The joints between the components of the costume are quite watertight. The trousers end in boots with heavy soles, and are clasped at the waist with a metal belt, wide enough to allow free movement of the body. The jacket is fixed inside the belt, and has a solid collar, to which is attached the cap; this is drawn tightly over the forehead cheeks and chin by elastic, leaving exposed only the eyes, mouth and nose.

Several gutta-percha tubes are attached to the jacket to admit the air. This can be regulated to any density, so that a traveller may float upright with the water up to his neck or only to his waist, or he may lie horizontally upon its surface, all the time in perfect safety and with complete freedom of action.

The practical utility of the apparatus has already been demonstrated in a way that does much credit to its inventor. To make it complete there are several other appliances; a waterproof bag slung over the shoulder, and containing various implements; a small pole which can be attached to the foot by a socket, and a small sail like a jib, and a light paddle, which may be used either as an oar or a rudder, according to the circumstances.

 

The Rig
How on earth could such a thing work? The question had to be answered, but with the effects of that copper dive helmet firmly in mind, I began to assemble the parts for a demonstration sail. Since gutta-percha was in short supply, a plain old neoprene wet suit would have to do, though this was a bit short of buoyancy in the right places. To make up for some of this a life-jacket provided a comfortable pillow and added safety. The sailing rig looked simple enough, though rather than a loose luff and down haul, I chose a mast pocket luff. For a mast step, what better place than the sole of a sandal, but again for safety reasons, it had to be quickly and easily detachable.

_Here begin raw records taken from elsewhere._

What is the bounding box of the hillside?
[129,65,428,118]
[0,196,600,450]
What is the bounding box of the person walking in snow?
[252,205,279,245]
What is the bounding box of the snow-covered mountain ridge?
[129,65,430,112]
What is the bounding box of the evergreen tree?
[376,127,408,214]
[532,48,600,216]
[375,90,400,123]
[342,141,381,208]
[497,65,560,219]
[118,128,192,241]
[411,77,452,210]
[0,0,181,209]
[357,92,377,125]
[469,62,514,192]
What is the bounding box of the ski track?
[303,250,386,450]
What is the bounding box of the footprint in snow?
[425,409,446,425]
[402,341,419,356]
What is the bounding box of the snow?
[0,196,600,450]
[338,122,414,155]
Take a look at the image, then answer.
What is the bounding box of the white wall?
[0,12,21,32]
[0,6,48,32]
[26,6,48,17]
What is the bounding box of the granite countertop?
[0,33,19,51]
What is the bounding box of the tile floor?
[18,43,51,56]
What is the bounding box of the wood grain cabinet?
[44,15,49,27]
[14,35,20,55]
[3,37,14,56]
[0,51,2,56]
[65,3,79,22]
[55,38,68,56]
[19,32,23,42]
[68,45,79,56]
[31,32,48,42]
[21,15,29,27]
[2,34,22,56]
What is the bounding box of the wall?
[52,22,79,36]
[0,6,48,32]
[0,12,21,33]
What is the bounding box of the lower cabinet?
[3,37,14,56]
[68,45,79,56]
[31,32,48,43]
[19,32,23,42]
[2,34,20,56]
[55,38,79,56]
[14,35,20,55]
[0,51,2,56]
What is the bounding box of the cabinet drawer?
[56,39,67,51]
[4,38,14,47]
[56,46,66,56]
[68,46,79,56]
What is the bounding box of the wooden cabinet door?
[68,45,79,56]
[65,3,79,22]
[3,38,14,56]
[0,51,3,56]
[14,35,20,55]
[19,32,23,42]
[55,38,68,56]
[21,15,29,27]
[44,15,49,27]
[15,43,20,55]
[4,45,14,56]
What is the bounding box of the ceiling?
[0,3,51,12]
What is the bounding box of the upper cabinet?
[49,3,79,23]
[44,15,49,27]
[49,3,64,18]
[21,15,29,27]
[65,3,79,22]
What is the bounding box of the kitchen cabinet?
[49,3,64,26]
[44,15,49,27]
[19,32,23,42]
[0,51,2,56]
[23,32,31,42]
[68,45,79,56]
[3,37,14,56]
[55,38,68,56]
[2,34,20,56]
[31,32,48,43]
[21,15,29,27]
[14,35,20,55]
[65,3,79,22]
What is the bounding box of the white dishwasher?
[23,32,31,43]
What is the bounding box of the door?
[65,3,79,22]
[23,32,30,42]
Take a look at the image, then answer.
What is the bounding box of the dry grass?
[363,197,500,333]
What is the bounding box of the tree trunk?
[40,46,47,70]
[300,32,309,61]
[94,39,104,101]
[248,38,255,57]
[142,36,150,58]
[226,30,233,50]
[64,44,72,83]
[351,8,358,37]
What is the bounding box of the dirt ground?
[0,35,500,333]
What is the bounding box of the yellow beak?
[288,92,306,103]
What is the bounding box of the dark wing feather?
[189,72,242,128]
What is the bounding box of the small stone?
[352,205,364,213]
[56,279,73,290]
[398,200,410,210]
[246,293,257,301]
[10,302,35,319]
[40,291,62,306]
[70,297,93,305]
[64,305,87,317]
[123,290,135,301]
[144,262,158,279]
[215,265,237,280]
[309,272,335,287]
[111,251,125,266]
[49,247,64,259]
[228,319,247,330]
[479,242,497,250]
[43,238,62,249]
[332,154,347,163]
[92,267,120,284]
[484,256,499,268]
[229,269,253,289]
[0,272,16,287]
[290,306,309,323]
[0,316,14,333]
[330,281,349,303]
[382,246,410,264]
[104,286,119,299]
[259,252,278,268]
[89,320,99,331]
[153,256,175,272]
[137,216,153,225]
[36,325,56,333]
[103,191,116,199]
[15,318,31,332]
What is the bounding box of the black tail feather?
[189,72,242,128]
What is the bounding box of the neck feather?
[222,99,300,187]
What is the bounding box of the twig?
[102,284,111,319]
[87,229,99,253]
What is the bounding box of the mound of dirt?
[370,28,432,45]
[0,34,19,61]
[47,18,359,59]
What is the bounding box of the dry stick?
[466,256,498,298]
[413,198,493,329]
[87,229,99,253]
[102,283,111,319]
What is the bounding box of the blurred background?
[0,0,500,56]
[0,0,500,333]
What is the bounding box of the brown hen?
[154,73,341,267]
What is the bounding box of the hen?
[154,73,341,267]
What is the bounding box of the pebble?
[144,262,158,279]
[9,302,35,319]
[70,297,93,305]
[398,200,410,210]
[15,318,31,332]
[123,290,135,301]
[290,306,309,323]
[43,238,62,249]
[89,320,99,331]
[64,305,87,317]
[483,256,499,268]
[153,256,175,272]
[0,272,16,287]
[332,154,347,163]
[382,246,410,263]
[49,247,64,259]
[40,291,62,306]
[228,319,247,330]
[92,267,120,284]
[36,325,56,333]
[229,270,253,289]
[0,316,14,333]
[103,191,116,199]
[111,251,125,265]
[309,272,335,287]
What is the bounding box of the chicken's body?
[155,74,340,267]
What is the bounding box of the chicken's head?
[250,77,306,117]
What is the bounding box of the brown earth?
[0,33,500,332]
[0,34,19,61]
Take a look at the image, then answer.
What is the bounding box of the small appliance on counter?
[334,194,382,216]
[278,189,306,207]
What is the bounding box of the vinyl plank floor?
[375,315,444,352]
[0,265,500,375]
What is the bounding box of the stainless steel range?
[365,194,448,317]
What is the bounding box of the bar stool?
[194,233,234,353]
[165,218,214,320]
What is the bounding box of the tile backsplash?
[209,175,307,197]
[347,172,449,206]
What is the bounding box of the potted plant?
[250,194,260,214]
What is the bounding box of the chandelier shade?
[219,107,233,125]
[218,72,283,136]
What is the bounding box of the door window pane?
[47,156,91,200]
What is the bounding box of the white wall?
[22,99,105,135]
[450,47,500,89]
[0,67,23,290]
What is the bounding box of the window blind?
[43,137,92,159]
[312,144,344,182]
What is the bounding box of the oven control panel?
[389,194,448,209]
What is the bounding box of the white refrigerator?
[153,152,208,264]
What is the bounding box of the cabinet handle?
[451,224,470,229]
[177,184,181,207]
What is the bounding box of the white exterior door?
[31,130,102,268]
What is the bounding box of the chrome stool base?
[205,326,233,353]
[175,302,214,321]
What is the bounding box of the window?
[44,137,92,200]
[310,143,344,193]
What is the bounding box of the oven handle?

Verne's idea was for a survival suit for shipwrecked sailors, so at great risk of fish attack, waves up the nose, and general derision, I set off for a quiet spot to try it out.

Sea Trials
First impressions were of an experience akin to learning to ride a one-wheel bike. Diabolically tricky but then, didn't you feel the same the first time you rode a bike, stepped on a skateboard or windsurfer? Taking care of the sheet, backstay and double bladed steering oar, was more than a handful. Sailing at anything less than 200 degrees off the wind proved even more of a challenge. However in 10 knots of breeze and blazing along at speeds of at least a knot there were odd blissful moments between waves when it was possible to relax, layback and enjoy the tranquility of the moment.

Room for Improvement?
Verne suggested a sextant might be a handy accessory but, best of all, was his exothermic chemical furnace. Depending on the urgency of he moment this functioned either as a body warmer, a flare to attract passing ships and, incredible as this may sound, as a stove for brewing tea. Quite how Verne's heroes might have managed to carry this paraphernalia is hard to imagine; for me just keeping a course was difficult enough. Several people have suggested how performance might be improved with certain changes to the underwater profile, though most are unprintable.

For the future
Verne's ideas have often been ridiculed, but in many cases it's simply been a question of time before the materials and technology needed to make them work become available. Maybe with time the Boynton Apparatus will come of age and life rafts made obsolete as we turn to high tech survival suits. Lightweight, insulating, with sewn-in GPS, electronic shark repellent and computer controlled buoyancy. Powered by compact, flexible solar and fuel cells and complete with autopilot, hand desalinator, fish fryer and tea maker. Great! but for the moment, maybe I'll just stick with the tender and grab bag.

Lessons Learnt

  • Never attach a float to your feet.

  • Don't sell the life raft just yet.

  • For a really fast sail try a wind surfer.